On June 12, over 300 people attended the NextJen Fundraiser and Eco Fair. The event honored the memory of Jenna Rose Fiorello, a former intern who meant the world to the staff and students.
A tribute fund was established by Jenna’s family to celebrate this extraordinary young leader who worked tirelessly to make positive change in the environment and encourage other youth to care for and appreciate the world around them.
All proceeds from the fundraising event will go toward providing a scholarship and financial support to an outstanding, low-income, college-bound youth who is a passionate advocate for the environment.
Meanwhile, several Center programs continue to evolve and hone their focus. Previously, the Urban Trailblazers (UTB) program served 33 students every summer season. But this year capacity doubled, accommodating 66 middle school students who are spending their summer at the Center performing hands-on projects, conducting outdoor investigations, and exploring the biodiversity of sites in the Golden Gate National Parks.
Our Summer Camp programs have undergone changes as well; with smaller groups this year, staff and educators have been able to provide more in-depth and intensive experiences. And there have been new sessions as well, such as The Presidio Trekkers (ages 5–8), which brings kids on active adventures in the Presidio; and the National Park Challenge (ages 9–11), which engages participants in art, science, and recreation, and takes them on an overnight camping trip.

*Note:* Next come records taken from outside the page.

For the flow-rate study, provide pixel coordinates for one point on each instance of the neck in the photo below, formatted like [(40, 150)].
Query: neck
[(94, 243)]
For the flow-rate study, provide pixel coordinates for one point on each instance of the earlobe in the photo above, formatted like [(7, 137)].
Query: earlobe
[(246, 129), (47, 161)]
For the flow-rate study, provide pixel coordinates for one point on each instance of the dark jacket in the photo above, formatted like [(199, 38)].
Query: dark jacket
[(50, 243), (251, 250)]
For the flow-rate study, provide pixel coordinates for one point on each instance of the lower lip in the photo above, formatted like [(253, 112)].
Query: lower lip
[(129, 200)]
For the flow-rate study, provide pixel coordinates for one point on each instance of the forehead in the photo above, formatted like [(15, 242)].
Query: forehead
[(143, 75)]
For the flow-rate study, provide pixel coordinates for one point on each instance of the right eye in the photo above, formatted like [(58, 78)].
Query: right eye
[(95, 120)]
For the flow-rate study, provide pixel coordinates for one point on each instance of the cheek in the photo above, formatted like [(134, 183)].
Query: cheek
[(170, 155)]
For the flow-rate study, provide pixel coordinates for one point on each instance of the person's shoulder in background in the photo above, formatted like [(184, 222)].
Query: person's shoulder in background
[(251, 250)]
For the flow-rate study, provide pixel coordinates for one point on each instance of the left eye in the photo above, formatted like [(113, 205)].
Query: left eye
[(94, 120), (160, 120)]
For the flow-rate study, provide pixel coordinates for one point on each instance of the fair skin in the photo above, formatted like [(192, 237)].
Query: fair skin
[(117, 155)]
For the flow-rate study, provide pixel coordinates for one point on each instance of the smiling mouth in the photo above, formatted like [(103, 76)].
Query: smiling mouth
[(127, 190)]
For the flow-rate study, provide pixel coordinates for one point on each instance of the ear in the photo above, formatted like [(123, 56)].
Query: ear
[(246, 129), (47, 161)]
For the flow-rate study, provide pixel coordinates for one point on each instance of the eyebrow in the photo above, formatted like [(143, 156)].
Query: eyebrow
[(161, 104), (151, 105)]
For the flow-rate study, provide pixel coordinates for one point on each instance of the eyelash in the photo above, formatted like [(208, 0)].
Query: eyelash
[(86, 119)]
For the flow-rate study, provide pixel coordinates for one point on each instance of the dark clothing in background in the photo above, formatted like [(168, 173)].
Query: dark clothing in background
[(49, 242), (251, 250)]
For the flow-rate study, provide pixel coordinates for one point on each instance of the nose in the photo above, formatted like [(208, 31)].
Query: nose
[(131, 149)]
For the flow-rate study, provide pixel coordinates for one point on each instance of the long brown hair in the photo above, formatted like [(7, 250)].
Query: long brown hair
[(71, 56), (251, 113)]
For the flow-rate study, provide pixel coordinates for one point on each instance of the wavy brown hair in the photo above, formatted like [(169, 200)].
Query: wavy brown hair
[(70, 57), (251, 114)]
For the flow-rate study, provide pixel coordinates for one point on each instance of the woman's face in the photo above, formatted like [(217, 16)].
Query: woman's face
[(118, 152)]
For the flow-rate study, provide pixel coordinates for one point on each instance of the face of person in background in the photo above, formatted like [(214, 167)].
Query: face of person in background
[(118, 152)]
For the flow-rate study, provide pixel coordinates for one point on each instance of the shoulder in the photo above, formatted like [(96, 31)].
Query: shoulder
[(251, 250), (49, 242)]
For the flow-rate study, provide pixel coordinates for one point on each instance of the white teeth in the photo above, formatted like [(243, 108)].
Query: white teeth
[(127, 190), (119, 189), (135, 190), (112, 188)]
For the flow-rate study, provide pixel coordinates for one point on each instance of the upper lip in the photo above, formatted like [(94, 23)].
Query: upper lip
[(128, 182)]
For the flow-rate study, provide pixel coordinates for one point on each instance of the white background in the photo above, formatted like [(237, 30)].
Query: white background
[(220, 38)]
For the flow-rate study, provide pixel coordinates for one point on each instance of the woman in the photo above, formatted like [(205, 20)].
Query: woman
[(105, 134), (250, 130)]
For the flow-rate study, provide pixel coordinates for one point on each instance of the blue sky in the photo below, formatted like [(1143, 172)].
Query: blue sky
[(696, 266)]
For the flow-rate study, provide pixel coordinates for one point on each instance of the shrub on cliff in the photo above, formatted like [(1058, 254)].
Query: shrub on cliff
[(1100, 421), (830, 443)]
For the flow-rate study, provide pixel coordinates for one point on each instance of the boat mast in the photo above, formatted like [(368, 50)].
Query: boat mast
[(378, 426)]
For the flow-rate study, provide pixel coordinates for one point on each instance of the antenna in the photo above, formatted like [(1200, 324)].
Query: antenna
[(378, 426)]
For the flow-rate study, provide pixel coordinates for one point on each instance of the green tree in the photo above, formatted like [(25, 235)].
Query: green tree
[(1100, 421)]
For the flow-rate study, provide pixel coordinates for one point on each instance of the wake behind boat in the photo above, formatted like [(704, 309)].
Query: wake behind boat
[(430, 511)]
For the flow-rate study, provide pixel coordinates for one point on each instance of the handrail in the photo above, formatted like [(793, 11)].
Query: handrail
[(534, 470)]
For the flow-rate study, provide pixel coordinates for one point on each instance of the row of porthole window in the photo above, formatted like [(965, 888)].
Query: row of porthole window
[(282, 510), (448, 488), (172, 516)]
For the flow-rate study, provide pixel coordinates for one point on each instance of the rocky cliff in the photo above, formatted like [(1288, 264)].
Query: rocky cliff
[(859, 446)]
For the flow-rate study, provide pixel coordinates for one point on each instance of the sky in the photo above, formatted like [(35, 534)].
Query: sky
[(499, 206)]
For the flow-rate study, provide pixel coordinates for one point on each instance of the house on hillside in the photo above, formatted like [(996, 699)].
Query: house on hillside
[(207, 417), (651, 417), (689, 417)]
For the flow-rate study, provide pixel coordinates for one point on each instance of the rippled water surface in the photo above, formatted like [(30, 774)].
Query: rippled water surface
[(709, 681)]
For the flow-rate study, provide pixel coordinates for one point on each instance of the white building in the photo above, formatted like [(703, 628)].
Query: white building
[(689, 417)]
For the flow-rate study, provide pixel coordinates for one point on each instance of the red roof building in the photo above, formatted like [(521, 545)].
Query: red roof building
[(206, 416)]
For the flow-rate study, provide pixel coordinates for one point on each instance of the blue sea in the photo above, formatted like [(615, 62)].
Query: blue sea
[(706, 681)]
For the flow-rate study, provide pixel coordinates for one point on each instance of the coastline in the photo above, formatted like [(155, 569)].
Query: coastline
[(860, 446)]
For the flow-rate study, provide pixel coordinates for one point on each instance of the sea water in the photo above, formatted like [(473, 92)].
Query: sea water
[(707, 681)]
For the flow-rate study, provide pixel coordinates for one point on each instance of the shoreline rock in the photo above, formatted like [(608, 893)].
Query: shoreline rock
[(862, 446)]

Finally, another successful year with our high school program, Inspiring Young Emerging Leaders (I-YEL), culminated on July 25 with the “Freedom of Expression Youth Art Exhibit.” This event, which was open to the public, showcased artistic work by these young people. Six interns from I-YEL team creatively explored the theme of “freedom and expression” as it relates to challenges and possibilities for youth today. Their work used a variety of mediums including poetry, visual art, and mixed media art. Other IYEL interns also explored freedom as it relates to their communities and presented digital stories on their experiences at the exhibit.
Freedom of Expression Youth Art Exhibit is supported by the SOMArts Cultural Center's Affordable Space Program, which provides subsidized, large-scale affordable space and technical assistance to nonprofits. SOMArts receives support from the San Francisco Arts Commission’s Community Arts and Education Program with funding from Grants for the Arts/The Hotel Tax Fund.